For all the autonomy and civil liberties allowed us in the West, few places seem as powerless and irrelevant as a quaint suburban home during times of global civil unrest. The events of July 17, 2014—the day MH-17 was shot out of the sky with 298 souls on board, the day Israel launched its ground offensive into Gaza—drove this point home for me.

Like many others, world events already had me troubled. I'd been dreaming of the Central American mothers sending their children, their babies, on an unaccompanied journey of 1,000 miles through dangerous territory. The macabre massacre of Christians in Egypt, Iraq, Pakistan, Syria, and Kenya left me guilt-ridden over my own relative safety and questioning how efficacious I'd been in stewarding my liberties.
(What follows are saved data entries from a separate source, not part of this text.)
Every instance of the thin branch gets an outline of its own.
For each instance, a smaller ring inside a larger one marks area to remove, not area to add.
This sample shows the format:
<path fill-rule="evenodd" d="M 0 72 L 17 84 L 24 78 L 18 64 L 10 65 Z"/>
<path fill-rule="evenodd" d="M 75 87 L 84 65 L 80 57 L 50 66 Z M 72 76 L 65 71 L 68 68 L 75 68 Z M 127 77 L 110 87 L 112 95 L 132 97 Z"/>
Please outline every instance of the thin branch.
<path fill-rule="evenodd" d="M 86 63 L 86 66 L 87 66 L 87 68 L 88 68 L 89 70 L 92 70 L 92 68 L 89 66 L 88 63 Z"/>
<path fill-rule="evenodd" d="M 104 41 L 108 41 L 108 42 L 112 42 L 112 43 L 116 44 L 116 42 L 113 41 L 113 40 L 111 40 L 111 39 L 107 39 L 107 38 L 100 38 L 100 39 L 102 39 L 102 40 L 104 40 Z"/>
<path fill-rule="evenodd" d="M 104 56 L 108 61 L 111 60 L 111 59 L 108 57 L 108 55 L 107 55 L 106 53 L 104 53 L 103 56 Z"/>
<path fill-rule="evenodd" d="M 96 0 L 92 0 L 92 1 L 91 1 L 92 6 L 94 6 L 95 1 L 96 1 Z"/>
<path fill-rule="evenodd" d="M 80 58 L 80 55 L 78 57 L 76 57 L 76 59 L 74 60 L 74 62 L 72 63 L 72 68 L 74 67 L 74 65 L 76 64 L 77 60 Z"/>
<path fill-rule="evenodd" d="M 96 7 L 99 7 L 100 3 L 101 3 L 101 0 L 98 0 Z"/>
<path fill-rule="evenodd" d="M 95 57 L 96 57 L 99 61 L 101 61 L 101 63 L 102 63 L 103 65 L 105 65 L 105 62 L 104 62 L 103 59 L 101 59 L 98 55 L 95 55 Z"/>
I've long been frustrated by my own impotence to enact meaningful change. What could I do about the desecration of the bodies in the eastern Ukrainian sunflower fields? What were my prayers against the towering history of civil unrest in Israel? I am just a poet, a work-at-home mom in Middle America. My children are young, and the bulk of my energy and life are hidden inside theirs. And though sometimes I worry that it is all for naught and I struggle with guilt over not being able to do more, I know the aim of these years of deep investment in the character of my children is a better, kinder world.

In The New York Times, Wharton professor Adam Grant discussed the research on what it takes to raise a moral child. For all the emphasis we put on wanting our children to be successful, it seems that what parents the world over want most all is to raise thoughtful, caring individuals. One study found that in more than 50 countries, what matters most of all to parents is that our children be benevolent, good, and kind. The trouble is that we're not always able to do that. In an Israeli study of 600 families, researchers found parents who strongly desire to instill moral values frequently aren't able to do so.

Though parents report a desire to raise moral, caring individuals, children aren't getting that message. In a another study of 10,000 middle and high school students in 33 schools across the country, researchers at the Harvard School of Education found that when it comes to what children value, caring ranks a distant third behind both achievement and personal happiness.

Children neither prioritize caring for others nor see key people in their lives, including parents and teachers, as prioritizing it. Only 19 percent of students said that caring was their parents' top priority, while 54 percent reported achievement and 27 percent happiness as their parents' top priority.